Any co-owner possessing an interest in realty has a right, under common and/or statutory law, to the partition of such realty, as no owner may be forced to remain in co-ownership. Physical partition is preferred and should be made where such realty may be divided without substantial prejudice to the other co-owners. Partition may be made over the objections of the other co-owners, and the fact that the other owners possess property or use interests cannot prevent partition. Fesmire v. Digh, 385 S.C. 296, 683 S.E.2d 803 (Ct. App. 2009).
In some states, if the realty sought to be partitioned constitutes an owner's constitutionally or statutorily protected homestead, then such homestead status is an affirmative defense to partition, see Morris v. Figueroa, 830 So. 2d 692 (Miss. Ct. App. 2002); conversely, other jurisdictions hold that a cotenant's homestead interest in the property does not preclude partition, premised upon the absolute right of co-owners to exit co-ownership at will, see Wisner v. Pavlin, 2006 SD 64, 719 N.W.2d 770.
Where physical partition of the parcel would result in prejudice to the owners (such as materially impairing the combined value of the newly partitioned parcels, or impairing the use value of the parcel by splitting it into undesirable portions), then equity intervenes and the supervising court will compel the sale of the realty and the division of the proceeds amongst the owners. See, e.g., Perretta v. Perretta, 143 A.D.3d 878, 39 N.Y.S.3d 495 (2016); Fusco v. Austin, 141 Conn. App. 825, 64 A.3d 794 (2013). "[I]f a division in kind is impracticable and cannot be effected without sacrifice in value and to the best interests of all parties, a sale will be ordered, and the proceeds divided." Nehls v. Walker, 215 Iowa 167, 244 N.W. 850, 851 (1932).

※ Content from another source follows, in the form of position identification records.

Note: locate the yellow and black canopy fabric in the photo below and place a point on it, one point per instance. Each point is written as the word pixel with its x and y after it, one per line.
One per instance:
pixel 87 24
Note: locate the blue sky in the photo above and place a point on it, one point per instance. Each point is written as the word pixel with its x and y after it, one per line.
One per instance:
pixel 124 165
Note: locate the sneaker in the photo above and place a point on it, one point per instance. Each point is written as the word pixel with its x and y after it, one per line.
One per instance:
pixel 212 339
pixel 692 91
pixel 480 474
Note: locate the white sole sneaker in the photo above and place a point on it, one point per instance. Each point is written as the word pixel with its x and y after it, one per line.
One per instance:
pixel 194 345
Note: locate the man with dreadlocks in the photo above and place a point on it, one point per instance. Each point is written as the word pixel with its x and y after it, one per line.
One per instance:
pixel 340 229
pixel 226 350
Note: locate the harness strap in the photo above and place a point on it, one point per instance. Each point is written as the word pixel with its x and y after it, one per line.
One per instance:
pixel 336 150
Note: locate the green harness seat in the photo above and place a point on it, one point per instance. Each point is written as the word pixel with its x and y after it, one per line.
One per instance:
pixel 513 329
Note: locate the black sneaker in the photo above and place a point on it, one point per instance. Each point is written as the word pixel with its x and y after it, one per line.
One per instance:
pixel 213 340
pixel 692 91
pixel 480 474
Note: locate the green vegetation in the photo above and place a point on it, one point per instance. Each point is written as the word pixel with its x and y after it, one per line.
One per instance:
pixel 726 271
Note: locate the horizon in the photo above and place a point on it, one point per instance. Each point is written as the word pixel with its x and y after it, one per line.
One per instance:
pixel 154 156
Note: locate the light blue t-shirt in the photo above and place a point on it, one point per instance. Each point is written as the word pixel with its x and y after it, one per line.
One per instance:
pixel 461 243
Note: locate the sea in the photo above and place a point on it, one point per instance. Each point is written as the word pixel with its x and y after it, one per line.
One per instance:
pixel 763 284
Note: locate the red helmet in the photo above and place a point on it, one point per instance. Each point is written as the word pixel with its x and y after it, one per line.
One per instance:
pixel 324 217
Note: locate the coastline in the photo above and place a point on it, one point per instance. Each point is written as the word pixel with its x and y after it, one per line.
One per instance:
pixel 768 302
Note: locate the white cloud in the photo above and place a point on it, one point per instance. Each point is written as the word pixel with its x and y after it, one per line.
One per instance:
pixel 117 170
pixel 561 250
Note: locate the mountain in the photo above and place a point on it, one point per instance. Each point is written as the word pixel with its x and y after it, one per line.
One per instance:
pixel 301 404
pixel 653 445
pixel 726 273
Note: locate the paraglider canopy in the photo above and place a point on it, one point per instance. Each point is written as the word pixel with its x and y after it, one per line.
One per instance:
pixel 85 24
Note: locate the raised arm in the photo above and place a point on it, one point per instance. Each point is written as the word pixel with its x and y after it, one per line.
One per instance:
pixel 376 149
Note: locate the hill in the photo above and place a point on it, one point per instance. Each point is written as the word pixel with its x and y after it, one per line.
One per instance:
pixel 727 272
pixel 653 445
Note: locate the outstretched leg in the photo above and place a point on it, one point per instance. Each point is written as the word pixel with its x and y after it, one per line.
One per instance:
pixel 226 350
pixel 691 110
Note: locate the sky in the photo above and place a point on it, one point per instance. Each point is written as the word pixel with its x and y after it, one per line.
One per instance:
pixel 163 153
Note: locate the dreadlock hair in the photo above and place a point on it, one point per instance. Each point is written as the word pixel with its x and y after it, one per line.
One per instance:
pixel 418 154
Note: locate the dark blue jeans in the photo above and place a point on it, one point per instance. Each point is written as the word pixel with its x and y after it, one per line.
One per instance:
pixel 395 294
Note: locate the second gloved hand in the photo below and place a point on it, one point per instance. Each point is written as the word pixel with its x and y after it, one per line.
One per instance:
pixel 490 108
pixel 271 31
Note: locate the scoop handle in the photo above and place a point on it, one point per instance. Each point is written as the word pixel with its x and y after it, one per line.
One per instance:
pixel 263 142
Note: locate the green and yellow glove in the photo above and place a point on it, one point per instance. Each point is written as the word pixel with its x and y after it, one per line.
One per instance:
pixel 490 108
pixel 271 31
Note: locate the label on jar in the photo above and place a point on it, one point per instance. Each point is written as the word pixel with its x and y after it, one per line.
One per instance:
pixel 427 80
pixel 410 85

The goal when selling realty in a partition action so as to split the proceeds with the co-owners is to obtain fair market value, Grimm v. Beck, 237 S.W.2d 1017 (Tex. Civ. App. 1951), or stated differently, the aim of sale is to achieve
"the best price that could fairly and reasonably be obtained." Empire State Dev. Co. v. Lambert, 15 A.D.2d 511, 512, 222 N.Y.S.2d 681, 682 (1961), amended, 15 A.D.2d 936, 227 N.Y.S.2d 891, aff'd, 11 N.Y.2d 913, 183 N.E.2d 75 (1962). A partition sale price should be set aside only where there is substantial disparity between the sale price attained and the fair market value, such that sale on such terms shocks the conscience. Hegewald v. Neal, 28 Wash. App. 783, 626 P.2d 535 (1981).